CAViT -- Channel-Aware Vision Transformer for Dynamic Feature Fusion

Notice: This research summary and analysis were automatically generated using AI technology. For absolute accuracy, please refer to the [Original Paper Viewer] below or the Original ArXiv Source.

Vision Transformers (ViTs) have demonstrated strong performance across a range of computer vision tasks by modeling long-range spatial interactions via self-attention. However, channel-wise mixing in ViTs remains static, relying on fixed multilayer perceptrons (MLPs) that lack adaptability to input content. We introduce ‘CAViT’, a dual-attention architecture that replaces the static MLP with a dynamic, attention-based mechanism for feature interaction. Each Transformer block in CAViT performs spatial self-attention followed by channel-wise self-attention, allowing the model to dynamically recalibrate feature representations based on global image context. This unified and content-aware token mixing strategy enhances representational expressiveness without increasing depth or complexity. We validate CAViT across five benchmark datasets spanning both natural and medical domains, where it outperforms the standard ViT baseline by up to +3.6% in accuracy, while reducing parameter count and FLOPs by over 30%. Qualitative attention maps reveal sharper and semantically meaningful activation patterns, validating the effectiveness of our attention-driven token mixing.

💡 Research Summary

Vision Transformers (ViTs) have become a cornerstone of modern computer‑vision research, yet their internal architecture exhibits a notable asymmetry: spatial token mixing is performed by dynamic multi‑head self‑attention (MHSA), while channel mixing relies on a static multilayer perceptron (MLP). The fixed MLP treats each channel independently of the image content, limiting the model’s ability to adapt to diverse visual structures such as textures, object parts, or medical lesions.

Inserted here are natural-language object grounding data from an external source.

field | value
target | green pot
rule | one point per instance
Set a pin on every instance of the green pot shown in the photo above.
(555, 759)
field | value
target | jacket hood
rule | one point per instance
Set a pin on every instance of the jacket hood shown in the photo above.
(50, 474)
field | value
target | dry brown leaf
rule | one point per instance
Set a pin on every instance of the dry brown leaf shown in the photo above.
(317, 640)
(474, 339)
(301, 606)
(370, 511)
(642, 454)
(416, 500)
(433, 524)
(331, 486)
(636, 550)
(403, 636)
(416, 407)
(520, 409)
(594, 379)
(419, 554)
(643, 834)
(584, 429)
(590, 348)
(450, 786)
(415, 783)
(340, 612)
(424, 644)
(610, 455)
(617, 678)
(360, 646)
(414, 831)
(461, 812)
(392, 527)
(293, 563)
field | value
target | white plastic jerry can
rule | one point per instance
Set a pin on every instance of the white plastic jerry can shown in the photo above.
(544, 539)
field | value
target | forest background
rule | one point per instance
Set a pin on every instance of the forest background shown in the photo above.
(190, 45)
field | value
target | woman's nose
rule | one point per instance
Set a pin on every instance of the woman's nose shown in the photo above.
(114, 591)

The paper introduces CAViT (Channel‑Aware Vision Transformer), a simple yet powerful modification that replaces the MLP in every Transformer block with a second self‑attention stage operating across the channel dimension. After the usual spatial MHSA, the tensor of shape B × (N + 1) × C (batch, tokens, channels) is split to isolate the CLS token, then the spatial tokens are transposed to B × C × N, effectively treating each channel as a token. The CLS token is reshaped to B × 1 × N and concatenated, yielding a sequence of length C + 1. A single‑head channel self‑attention (SHSA) is then applied, allowing each channel to attend to all other channels conditioned on the global image context. The dimensions are swapped back, the CLS token is re‑attached, and the result is fed into the next block.

Key design choices:

Dynamic channel mixing – By using attention rather than a linear MLP, channel interactions become data‑dependent and can adapt to each input image.
Single‑head attention – In the transposed space each channel already encodes global information, so a single head suffices and keeps FLOPs low.
CLS token handling – The CLS token participates in both spatial and channel attention, preserving its role as a global aggregator.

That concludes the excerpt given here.